It is interesting to know that oral disease has been around for thousands of years. What is even more interesting is the fact that in those times there were no soda beverages full of the sugars that cause bad breath today.
Scientists have proved that pre-historic people who had a diet of processed foods like bread had very unhealthy effects on their mouth compared to the meat and berry diet of others. So don’t feel you are the only person fighting that bad breath, even pre-historic people suffered from bad breath, tooth decay and periodontal disease.
The study of Otzi the Iceman
Otzi the iceman was found to have horrible teeth due to bad oral health. Researchers at the University of Zurich in Switzerland did several computed tomography (CT) scans in 1991 and discovered that due to the lack of proper oral health care and a diet full of starch-heavy foods it played a big role in the 5300 year old man’s poor oral hygiene.
The body of Otzi was found in 1991 in the Oetz Valley. He was a middle aged man that had died from an arrow wound and had bled to death on a glacier in the Alps which is now considered Austria and Italy. It was discovered that Otzi had chronic bad breath, severe wear of the tooth enamel and he had a heavy build up of dental plaque. It was found that Otzi lived in the era when agriculture was on the rise, and is suspected that he was a farmer. Because of the bad state of Otzi’s teeth it is thought that the cause is because he had access to processed foods and not the usual diet for a hunter of meat and berries.

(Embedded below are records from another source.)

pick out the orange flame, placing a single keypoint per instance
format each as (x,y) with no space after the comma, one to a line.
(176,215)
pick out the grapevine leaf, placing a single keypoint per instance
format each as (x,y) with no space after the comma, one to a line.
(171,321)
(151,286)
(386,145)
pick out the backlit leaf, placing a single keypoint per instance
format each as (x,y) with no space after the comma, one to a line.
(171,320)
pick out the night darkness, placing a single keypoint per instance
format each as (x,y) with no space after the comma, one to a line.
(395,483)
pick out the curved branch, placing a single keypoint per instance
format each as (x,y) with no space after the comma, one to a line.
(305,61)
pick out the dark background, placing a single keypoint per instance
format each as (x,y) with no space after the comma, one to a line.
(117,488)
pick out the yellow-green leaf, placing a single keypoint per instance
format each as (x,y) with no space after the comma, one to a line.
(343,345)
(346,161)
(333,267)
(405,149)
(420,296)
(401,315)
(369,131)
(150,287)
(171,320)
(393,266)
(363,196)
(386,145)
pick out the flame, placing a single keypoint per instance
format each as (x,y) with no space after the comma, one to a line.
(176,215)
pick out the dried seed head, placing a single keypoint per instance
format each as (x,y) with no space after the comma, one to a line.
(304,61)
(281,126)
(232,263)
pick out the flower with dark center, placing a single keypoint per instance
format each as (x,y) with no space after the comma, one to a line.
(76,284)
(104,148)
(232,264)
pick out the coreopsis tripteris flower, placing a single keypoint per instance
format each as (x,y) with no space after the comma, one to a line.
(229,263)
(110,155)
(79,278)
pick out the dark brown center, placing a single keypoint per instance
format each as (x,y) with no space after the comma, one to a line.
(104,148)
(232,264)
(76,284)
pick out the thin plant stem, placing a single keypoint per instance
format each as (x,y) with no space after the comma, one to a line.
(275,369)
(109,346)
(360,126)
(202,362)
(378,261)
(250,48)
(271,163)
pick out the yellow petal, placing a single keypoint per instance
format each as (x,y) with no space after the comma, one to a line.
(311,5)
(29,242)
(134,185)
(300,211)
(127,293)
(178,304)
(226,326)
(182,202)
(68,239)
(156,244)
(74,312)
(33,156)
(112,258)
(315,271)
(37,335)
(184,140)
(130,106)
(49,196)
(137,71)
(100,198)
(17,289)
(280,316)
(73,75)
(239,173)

Otzi was living off of processed food, whereas the hunter-gatherers lived of off meat and berries. Even though Otzi had a wider variety of food to eat, it affected the quality of his teeth. His mouth was found to be full of severe dental abrasions as well as cavities. It was found through looking at the CT scans that Otzi was a naughty boy that hardly cleaned his teeth. The hard minerals that Otzi consumed acted like sandpaper on his teeth, and had he lived for another five to ten years he would have lost his teeth.
What can we learn from Otzi today?
Even though he did not have a toothbrush, his diet of cereals, bread and other starchy foods were big culprits of his unhealthy mouth. It is not necessary to cut bread out of your diet totally, just limit your intake of it during meal times. Eating other foods with bread helps to rinse down the starchy remnants that normally would get stuck in the crevices of your teeth. If you do eat toast for breakfast try to drink water and floss afterwards.
To help prevent the build-up of dental plaque brush your teeth twice a day, as well as flossing and rinsing your mouth with alcohol-free mouth wash.